Chang agrees with his boss, but also retains a sober view of the strengths and weaknesses of small businesses. He points out that small firms have serious drawbacks. For one thing, employee turnover is high, as experienced personnel move on to bigger companies which pay more. A small company has trouble taking firm root in a field. Also, the limited budget under which a small enterprise must operate places constraints on how much money can be allocated to R&D, which works against higher-end, value-added production. Thus, companies in an advanced economy tend to increase in size, as well as in commitment to specific lines of production.
Nevertheless, Chang lauds the advantages of small businesses: "Despite the drawbacks, small and medium-sized enterprises still have the advantage of greater flexibility in the face of changing market conditions, at least in the context of the overall economy. If one fails, others can replace it more easily. Large-scale corporations tend to build up so much momentum that they can't adjust to a sudden market change, and that throws them right over the edge."
Both Chang and Chen prefer to focus on the bright side of the small business picture.
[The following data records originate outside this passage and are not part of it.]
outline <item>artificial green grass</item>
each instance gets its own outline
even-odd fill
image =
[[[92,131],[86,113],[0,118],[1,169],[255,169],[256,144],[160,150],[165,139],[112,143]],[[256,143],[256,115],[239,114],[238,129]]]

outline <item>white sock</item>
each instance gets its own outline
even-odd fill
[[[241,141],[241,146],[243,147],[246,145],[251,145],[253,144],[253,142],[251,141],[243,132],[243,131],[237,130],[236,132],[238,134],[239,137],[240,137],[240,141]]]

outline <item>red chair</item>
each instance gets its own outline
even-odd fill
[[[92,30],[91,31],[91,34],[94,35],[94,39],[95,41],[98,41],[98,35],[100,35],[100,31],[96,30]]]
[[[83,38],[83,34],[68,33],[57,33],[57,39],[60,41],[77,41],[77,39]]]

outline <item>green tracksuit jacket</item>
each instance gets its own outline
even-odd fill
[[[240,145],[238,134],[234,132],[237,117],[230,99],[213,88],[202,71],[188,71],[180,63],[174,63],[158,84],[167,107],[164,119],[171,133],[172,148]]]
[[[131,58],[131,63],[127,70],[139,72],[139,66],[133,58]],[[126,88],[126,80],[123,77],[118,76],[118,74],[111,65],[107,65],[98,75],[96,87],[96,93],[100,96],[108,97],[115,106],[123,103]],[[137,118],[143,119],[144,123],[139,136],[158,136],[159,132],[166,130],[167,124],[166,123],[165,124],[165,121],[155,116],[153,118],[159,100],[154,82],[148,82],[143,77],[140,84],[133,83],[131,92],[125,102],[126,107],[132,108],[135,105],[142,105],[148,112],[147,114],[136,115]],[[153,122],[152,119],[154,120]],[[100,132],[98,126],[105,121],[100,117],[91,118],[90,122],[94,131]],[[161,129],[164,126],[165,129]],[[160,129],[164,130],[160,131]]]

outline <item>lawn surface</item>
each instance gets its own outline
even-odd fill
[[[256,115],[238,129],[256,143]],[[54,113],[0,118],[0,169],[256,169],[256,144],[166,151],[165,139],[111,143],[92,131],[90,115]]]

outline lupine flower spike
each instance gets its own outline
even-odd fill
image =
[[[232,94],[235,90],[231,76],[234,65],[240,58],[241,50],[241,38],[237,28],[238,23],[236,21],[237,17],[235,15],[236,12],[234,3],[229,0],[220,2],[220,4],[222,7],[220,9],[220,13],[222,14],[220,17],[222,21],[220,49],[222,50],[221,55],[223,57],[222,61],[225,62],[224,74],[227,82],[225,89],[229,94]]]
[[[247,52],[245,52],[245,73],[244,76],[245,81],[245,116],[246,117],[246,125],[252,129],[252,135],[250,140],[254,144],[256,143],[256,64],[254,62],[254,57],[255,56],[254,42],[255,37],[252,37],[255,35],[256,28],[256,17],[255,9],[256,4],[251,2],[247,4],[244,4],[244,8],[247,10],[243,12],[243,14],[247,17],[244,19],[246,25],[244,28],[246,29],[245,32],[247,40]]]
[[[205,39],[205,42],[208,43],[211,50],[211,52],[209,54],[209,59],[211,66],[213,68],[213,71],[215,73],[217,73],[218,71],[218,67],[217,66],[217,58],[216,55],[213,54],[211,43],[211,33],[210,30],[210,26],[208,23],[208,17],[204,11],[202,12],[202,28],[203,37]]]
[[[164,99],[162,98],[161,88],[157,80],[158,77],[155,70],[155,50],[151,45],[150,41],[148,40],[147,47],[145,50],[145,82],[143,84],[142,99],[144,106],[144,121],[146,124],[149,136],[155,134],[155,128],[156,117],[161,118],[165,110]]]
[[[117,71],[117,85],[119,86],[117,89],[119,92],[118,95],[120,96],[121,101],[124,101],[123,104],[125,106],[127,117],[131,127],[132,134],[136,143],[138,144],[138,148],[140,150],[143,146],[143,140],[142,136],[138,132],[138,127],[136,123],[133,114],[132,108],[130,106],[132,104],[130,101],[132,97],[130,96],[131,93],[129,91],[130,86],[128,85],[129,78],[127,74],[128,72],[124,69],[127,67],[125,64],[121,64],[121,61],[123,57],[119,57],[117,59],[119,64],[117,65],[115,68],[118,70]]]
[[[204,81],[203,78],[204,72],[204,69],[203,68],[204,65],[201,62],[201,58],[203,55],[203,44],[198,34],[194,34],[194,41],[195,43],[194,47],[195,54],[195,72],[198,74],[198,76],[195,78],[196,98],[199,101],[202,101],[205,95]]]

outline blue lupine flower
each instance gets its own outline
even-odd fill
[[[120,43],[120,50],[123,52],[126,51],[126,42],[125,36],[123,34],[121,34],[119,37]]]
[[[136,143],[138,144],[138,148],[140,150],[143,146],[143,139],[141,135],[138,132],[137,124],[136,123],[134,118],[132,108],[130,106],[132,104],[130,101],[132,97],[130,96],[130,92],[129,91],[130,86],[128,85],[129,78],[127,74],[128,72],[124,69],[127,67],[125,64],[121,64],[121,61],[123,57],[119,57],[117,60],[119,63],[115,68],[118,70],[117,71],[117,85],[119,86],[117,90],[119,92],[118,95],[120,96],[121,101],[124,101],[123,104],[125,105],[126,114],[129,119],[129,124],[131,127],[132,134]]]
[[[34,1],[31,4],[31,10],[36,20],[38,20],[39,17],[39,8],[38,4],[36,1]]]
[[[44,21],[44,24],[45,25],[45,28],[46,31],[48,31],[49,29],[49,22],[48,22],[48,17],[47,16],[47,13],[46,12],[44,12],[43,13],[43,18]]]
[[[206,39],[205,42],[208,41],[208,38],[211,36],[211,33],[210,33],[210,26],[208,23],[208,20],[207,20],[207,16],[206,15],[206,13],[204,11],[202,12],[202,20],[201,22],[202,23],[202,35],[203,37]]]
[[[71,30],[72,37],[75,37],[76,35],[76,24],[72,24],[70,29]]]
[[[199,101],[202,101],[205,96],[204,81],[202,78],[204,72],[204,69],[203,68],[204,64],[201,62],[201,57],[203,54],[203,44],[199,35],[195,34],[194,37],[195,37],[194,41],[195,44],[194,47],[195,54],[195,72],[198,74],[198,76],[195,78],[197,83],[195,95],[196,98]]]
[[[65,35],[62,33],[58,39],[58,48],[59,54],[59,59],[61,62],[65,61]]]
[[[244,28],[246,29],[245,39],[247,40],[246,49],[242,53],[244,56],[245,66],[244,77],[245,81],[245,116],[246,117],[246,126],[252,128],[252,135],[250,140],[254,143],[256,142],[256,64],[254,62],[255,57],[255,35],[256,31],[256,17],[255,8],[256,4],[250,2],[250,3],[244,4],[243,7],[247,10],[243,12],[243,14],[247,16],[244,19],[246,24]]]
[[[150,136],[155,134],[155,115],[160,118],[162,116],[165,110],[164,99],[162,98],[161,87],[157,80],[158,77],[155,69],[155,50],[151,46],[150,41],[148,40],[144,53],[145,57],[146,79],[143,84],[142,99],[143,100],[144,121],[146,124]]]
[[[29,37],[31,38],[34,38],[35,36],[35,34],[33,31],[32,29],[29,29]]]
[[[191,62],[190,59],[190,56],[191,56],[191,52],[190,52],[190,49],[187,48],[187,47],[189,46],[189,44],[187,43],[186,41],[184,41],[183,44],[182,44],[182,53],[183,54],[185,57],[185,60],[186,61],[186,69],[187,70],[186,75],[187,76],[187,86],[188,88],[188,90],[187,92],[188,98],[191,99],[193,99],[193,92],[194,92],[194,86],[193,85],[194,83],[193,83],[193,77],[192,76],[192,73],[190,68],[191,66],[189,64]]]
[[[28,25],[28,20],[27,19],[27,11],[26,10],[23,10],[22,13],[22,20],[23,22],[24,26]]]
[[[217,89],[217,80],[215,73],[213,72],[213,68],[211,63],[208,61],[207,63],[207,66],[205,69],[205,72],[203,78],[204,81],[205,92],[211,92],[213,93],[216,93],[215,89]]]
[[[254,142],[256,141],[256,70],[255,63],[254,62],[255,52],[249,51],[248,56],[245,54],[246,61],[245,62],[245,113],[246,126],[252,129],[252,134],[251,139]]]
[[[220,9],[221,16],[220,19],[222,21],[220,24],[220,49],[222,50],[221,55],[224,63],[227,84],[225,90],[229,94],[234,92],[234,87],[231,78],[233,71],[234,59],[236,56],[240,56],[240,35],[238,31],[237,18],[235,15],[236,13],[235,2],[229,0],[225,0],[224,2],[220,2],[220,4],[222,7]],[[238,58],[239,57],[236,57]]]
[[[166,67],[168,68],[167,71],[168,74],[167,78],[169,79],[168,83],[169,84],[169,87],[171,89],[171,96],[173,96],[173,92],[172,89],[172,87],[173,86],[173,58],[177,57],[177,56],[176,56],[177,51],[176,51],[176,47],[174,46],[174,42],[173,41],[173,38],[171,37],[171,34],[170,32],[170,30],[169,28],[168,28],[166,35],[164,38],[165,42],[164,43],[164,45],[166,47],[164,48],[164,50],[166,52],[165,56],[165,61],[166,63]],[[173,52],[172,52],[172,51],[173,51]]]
They emphasize that family-sized firms built up the economy of the ROC, and that these businesses will remain an indispensable part of the society for a long time to come. They still feel comfortable in the small-to-medium circle, confident that things are not about to change too drastically on Taiwan, at least in the short term.
"But times have changed, which means there are new rules to the game," Chen says. "If you want to succeed in a small business in Taiwan these days, you'll need brains as well as will power to keep up with progress."
The rules are changing indeed, especially as Taiwan ties itself ever more firmly into international banking and money markets, as well as world commerce. Businessmen like Jeff Huang, Sam Ho, and Sunny Chen are already far removed from the classic stereotype of the small entrepreneur; they have moved away from the traditional, often-chaotic, family-centered firms of their forefathers to form operations both systematic and modern. They belong to a generation blessed with exposure to a comparatively internationalized environment, and as a result, exhibit a broader perspective. Educated, prosperous, and dedicated to their fields, the three businessmen not only provide instructive models for the new generation of local entrepreneurs who aspire to similar goals, they graphically illustrate the shift in the structure of Taiwan's enterprises.